Re: array does not accept more than one number
by ikegami (Patriarch) on Dec 09, 2008 at 23:55 UTC

    Assignments (as in "@product = ...;") replace the current contents of the variable to which data is being assigned. You need push here.

    As an extra exercise, you should replace "foreach (@_) { if ($_ > $tot_avg) { ... } }" with a call to grep.

    You should also look into separating I/O from computation. avg and above_avg shouldn't print anything.

    Why are you using "&" in front of subroutine calls? That tells Perl to ignore the subroutine's prototype. Do you have a reason to do that?

      Hi ikegami,

      I think your point about mixing computation & I/O may be a little unkind to the poster - methinx the OP contained the (admittedly primitive, but nonetheless effective) debug inserted whilst attempting to answer the question for themselves - shortly after which, they gave up and asked for help.

      That being said, ++ for the & hint - I didn't realise that - not that I use it anyway.

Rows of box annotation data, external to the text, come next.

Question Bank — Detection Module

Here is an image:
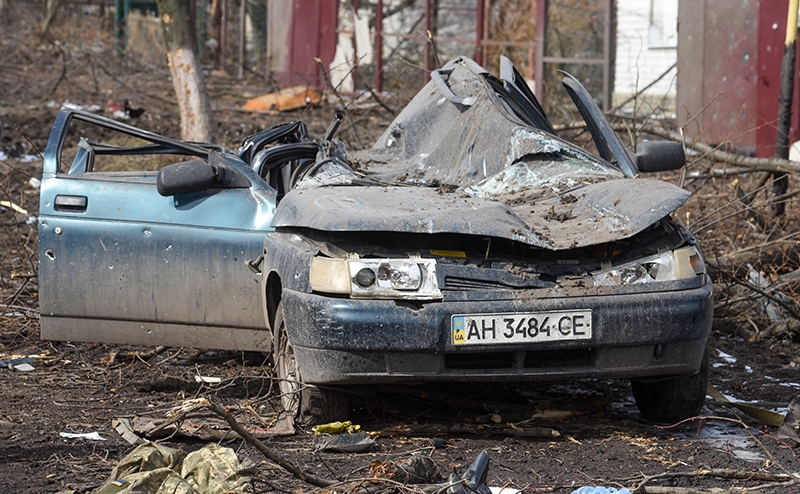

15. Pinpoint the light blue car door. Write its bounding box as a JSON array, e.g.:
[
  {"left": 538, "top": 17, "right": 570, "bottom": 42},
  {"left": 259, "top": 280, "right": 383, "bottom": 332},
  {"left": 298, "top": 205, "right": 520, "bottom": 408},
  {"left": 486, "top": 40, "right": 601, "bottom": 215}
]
[{"left": 39, "top": 110, "right": 276, "bottom": 351}]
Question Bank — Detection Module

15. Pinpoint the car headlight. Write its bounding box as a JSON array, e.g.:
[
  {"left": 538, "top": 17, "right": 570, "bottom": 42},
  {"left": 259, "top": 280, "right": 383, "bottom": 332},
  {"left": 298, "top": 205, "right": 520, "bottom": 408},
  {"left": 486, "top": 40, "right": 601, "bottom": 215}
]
[
  {"left": 592, "top": 246, "right": 706, "bottom": 286},
  {"left": 309, "top": 257, "right": 442, "bottom": 300}
]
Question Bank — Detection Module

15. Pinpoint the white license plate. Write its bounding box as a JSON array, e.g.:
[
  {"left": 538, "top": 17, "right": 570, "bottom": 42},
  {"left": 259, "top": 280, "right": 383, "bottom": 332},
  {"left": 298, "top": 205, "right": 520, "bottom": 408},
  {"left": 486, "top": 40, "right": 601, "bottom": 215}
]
[{"left": 451, "top": 310, "right": 592, "bottom": 345}]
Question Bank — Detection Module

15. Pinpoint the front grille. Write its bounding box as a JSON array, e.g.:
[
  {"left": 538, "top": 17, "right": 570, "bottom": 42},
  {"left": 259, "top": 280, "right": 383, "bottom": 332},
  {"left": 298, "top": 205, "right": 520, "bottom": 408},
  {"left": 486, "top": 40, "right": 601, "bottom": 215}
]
[
  {"left": 444, "top": 276, "right": 510, "bottom": 290},
  {"left": 444, "top": 348, "right": 594, "bottom": 370},
  {"left": 523, "top": 348, "right": 594, "bottom": 368},
  {"left": 444, "top": 352, "right": 514, "bottom": 370}
]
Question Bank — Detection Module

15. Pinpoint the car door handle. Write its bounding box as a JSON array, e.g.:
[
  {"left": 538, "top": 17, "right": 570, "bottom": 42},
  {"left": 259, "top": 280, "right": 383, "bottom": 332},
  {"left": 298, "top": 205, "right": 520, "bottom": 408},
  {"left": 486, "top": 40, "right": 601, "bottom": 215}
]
[{"left": 55, "top": 195, "right": 89, "bottom": 213}]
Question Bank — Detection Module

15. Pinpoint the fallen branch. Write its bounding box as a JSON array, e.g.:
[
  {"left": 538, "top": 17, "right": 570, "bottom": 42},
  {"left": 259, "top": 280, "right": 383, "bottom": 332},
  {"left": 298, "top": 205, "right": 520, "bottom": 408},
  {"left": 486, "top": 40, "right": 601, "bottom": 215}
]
[
  {"left": 207, "top": 402, "right": 338, "bottom": 487},
  {"left": 636, "top": 124, "right": 800, "bottom": 173},
  {"left": 633, "top": 468, "right": 800, "bottom": 494},
  {"left": 380, "top": 424, "right": 561, "bottom": 438}
]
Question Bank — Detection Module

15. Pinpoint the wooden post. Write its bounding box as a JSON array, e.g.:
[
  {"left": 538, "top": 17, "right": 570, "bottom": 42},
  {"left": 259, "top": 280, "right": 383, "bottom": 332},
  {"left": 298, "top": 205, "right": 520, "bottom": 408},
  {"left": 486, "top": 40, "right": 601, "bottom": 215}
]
[
  {"left": 534, "top": 0, "right": 548, "bottom": 103},
  {"left": 375, "top": 0, "right": 383, "bottom": 93},
  {"left": 603, "top": 0, "right": 617, "bottom": 111},
  {"left": 772, "top": 0, "right": 798, "bottom": 217},
  {"left": 475, "top": 0, "right": 486, "bottom": 65},
  {"left": 158, "top": 0, "right": 215, "bottom": 142}
]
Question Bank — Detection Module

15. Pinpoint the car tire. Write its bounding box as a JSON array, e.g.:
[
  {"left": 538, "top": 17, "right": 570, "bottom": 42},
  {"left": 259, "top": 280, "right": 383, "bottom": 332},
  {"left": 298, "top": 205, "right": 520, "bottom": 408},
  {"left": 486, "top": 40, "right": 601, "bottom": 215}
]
[
  {"left": 631, "top": 345, "right": 708, "bottom": 423},
  {"left": 272, "top": 303, "right": 350, "bottom": 426}
]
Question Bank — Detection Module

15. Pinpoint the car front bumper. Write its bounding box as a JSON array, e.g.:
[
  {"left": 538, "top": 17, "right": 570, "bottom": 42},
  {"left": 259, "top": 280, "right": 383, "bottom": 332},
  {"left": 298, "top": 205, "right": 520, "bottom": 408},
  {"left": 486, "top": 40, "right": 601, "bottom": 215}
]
[{"left": 283, "top": 277, "right": 713, "bottom": 384}]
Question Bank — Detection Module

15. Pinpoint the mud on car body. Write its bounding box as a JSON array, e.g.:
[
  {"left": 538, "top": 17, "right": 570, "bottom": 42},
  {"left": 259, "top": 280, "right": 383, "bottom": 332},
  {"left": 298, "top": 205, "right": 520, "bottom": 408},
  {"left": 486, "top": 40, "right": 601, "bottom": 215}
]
[{"left": 40, "top": 58, "right": 712, "bottom": 422}]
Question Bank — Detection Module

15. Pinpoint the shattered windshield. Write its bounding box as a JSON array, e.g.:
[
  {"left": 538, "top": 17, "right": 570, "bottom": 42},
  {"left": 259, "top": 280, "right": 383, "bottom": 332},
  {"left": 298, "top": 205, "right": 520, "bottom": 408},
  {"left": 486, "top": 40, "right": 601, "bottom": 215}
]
[{"left": 353, "top": 60, "right": 624, "bottom": 200}]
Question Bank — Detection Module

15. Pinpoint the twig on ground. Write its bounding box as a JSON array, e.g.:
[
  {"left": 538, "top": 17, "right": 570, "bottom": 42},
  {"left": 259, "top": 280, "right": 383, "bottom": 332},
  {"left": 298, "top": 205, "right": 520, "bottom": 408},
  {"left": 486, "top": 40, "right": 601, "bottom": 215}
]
[{"left": 206, "top": 402, "right": 336, "bottom": 487}]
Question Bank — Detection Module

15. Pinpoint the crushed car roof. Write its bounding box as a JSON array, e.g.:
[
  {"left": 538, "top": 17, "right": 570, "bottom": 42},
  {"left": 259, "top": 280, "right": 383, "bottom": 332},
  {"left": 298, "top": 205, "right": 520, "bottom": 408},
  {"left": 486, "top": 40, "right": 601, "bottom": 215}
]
[{"left": 272, "top": 58, "right": 690, "bottom": 250}]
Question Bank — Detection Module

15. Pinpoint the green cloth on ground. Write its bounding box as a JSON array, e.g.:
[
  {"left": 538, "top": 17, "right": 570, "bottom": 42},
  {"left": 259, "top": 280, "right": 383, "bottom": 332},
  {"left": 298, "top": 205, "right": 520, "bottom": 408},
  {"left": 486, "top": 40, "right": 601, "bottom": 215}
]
[{"left": 93, "top": 443, "right": 250, "bottom": 494}]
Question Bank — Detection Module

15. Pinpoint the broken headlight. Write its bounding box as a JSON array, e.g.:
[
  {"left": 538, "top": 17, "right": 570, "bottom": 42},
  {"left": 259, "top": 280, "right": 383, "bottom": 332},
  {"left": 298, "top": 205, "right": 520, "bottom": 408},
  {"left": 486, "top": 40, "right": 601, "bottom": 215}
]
[
  {"left": 309, "top": 257, "right": 442, "bottom": 300},
  {"left": 592, "top": 246, "right": 706, "bottom": 286}
]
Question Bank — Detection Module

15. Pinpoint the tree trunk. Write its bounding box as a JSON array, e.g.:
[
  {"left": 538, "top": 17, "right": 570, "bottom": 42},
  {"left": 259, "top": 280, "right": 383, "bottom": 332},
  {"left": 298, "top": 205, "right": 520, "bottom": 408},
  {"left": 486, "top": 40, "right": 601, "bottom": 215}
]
[{"left": 158, "top": 0, "right": 215, "bottom": 142}]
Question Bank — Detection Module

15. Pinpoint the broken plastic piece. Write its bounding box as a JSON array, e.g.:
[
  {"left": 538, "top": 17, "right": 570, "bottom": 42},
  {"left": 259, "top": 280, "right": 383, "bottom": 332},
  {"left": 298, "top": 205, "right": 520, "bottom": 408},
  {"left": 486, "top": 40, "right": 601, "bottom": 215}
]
[
  {"left": 447, "top": 449, "right": 492, "bottom": 494},
  {"left": 314, "top": 432, "right": 375, "bottom": 453},
  {"left": 778, "top": 397, "right": 800, "bottom": 444},
  {"left": 194, "top": 375, "right": 222, "bottom": 384},
  {"left": 314, "top": 420, "right": 361, "bottom": 434},
  {"left": 572, "top": 485, "right": 631, "bottom": 494},
  {"left": 58, "top": 432, "right": 106, "bottom": 441},
  {"left": 0, "top": 357, "right": 33, "bottom": 369}
]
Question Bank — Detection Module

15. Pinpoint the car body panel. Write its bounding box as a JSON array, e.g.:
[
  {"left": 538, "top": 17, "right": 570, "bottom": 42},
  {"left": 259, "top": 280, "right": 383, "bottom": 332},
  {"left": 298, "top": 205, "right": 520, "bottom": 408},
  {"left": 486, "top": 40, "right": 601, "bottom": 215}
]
[
  {"left": 39, "top": 111, "right": 275, "bottom": 350},
  {"left": 272, "top": 179, "right": 689, "bottom": 250},
  {"left": 39, "top": 59, "right": 712, "bottom": 410}
]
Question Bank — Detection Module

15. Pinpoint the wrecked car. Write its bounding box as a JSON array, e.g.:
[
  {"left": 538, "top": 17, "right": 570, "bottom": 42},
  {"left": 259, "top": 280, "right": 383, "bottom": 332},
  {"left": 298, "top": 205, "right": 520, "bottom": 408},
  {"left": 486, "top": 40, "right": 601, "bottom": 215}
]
[{"left": 39, "top": 58, "right": 712, "bottom": 423}]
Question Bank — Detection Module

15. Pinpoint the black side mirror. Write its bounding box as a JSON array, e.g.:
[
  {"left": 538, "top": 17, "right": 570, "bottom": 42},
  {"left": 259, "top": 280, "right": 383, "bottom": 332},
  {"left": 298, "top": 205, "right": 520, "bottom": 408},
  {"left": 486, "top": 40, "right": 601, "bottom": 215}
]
[
  {"left": 636, "top": 141, "right": 686, "bottom": 173},
  {"left": 156, "top": 160, "right": 219, "bottom": 196}
]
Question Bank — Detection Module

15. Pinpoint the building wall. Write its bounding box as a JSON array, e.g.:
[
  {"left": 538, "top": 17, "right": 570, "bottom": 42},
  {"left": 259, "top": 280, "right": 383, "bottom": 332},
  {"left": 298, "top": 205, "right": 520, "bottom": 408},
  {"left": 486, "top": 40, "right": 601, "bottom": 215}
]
[{"left": 614, "top": 0, "right": 678, "bottom": 110}]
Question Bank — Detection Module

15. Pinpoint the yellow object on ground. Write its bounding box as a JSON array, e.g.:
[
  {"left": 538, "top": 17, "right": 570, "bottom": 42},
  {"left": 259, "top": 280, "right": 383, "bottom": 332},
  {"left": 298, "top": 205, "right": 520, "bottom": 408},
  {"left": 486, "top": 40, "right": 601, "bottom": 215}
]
[{"left": 242, "top": 86, "right": 322, "bottom": 111}]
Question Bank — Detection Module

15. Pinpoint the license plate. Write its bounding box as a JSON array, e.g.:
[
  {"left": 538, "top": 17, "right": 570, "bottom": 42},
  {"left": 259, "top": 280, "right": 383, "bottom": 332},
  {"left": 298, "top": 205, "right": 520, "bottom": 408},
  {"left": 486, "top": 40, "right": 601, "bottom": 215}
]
[{"left": 451, "top": 310, "right": 592, "bottom": 345}]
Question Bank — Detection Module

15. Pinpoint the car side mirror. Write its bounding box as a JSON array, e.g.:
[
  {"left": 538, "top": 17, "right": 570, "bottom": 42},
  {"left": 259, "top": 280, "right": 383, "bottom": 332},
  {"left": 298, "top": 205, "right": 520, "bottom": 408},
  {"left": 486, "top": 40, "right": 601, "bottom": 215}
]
[
  {"left": 156, "top": 160, "right": 220, "bottom": 197},
  {"left": 636, "top": 141, "right": 686, "bottom": 173}
]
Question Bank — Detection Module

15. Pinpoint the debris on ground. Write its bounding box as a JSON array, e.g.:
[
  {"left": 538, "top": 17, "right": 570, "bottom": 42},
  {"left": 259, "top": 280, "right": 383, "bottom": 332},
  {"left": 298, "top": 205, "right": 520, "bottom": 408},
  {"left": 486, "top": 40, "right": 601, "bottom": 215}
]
[
  {"left": 313, "top": 432, "right": 375, "bottom": 453},
  {"left": 83, "top": 443, "right": 252, "bottom": 494},
  {"left": 369, "top": 455, "right": 442, "bottom": 484},
  {"left": 58, "top": 432, "right": 106, "bottom": 441}
]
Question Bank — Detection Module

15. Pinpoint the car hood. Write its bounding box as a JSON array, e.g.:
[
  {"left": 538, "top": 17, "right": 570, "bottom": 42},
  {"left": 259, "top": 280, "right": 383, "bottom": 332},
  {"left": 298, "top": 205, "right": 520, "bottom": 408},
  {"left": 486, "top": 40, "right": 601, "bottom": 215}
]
[
  {"left": 273, "top": 179, "right": 689, "bottom": 250},
  {"left": 272, "top": 60, "right": 690, "bottom": 250}
]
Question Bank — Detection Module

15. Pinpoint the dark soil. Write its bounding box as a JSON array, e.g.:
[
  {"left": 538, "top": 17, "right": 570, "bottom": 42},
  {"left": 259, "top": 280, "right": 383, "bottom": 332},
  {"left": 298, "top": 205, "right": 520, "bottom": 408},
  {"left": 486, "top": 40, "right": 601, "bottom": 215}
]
[{"left": 0, "top": 2, "right": 800, "bottom": 493}]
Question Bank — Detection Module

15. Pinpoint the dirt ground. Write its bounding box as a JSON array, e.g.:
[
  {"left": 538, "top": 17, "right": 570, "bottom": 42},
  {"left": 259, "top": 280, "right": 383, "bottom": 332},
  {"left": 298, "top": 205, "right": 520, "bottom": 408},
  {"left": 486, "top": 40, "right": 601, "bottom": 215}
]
[{"left": 0, "top": 2, "right": 800, "bottom": 493}]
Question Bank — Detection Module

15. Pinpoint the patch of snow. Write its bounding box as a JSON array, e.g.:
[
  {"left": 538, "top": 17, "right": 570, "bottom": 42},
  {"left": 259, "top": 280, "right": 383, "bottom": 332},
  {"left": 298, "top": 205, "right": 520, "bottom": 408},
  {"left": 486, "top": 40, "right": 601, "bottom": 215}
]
[
  {"left": 17, "top": 154, "right": 41, "bottom": 163},
  {"left": 717, "top": 348, "right": 736, "bottom": 364}
]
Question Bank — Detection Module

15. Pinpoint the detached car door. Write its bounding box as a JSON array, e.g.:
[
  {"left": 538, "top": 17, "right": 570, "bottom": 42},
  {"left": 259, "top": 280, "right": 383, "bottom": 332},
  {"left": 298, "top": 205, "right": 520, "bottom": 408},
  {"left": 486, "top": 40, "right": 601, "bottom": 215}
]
[{"left": 39, "top": 109, "right": 275, "bottom": 351}]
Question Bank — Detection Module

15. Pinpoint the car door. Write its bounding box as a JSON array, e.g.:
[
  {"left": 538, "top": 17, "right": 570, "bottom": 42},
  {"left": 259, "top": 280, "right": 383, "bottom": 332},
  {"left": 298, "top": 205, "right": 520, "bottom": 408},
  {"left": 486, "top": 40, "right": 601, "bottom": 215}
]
[{"left": 39, "top": 110, "right": 275, "bottom": 351}]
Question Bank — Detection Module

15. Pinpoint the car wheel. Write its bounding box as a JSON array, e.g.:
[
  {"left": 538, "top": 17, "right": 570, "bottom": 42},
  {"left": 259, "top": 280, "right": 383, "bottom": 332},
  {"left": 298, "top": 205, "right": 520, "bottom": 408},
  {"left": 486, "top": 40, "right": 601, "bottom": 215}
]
[
  {"left": 631, "top": 345, "right": 708, "bottom": 422},
  {"left": 272, "top": 304, "right": 350, "bottom": 425}
]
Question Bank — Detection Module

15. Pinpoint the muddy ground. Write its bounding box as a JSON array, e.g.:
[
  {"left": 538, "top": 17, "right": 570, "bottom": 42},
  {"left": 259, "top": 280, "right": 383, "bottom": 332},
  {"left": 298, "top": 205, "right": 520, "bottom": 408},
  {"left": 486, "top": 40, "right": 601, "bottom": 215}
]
[{"left": 0, "top": 2, "right": 800, "bottom": 493}]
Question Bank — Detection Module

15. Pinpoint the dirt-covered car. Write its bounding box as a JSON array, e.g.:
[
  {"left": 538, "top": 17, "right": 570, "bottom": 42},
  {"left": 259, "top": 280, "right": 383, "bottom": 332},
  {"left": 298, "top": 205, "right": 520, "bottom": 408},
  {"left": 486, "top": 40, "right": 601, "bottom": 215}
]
[{"left": 39, "top": 58, "right": 712, "bottom": 422}]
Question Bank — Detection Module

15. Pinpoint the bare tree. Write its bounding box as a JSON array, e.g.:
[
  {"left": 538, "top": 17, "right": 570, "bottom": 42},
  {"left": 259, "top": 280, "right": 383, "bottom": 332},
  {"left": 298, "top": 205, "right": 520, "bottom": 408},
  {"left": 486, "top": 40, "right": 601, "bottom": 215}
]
[{"left": 158, "top": 0, "right": 214, "bottom": 141}]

      A user level that continues to overstate my experience :-))
Re: array does not accept more than one number
by graff (Chancellor) on Dec 10, 2008 at 02:34 UTC
    ikegami is right (as usual). On top of what he said, some checking of values would be a good idea, to avoid unsightly crashes (like "divide by zero"). Suppose that you just fix the assignment to @product (using "push" as suggested in the first reply). Then run the script like this:
    $ your_script ^D
    (or "^Z", if you're using MS-windows/DOS-Prompt -- cmd.exe or command.exe -- instead of a linux/unix/macosx shell / bash for windows)

    What happens?

    My point is: check what $num is before you use it for division.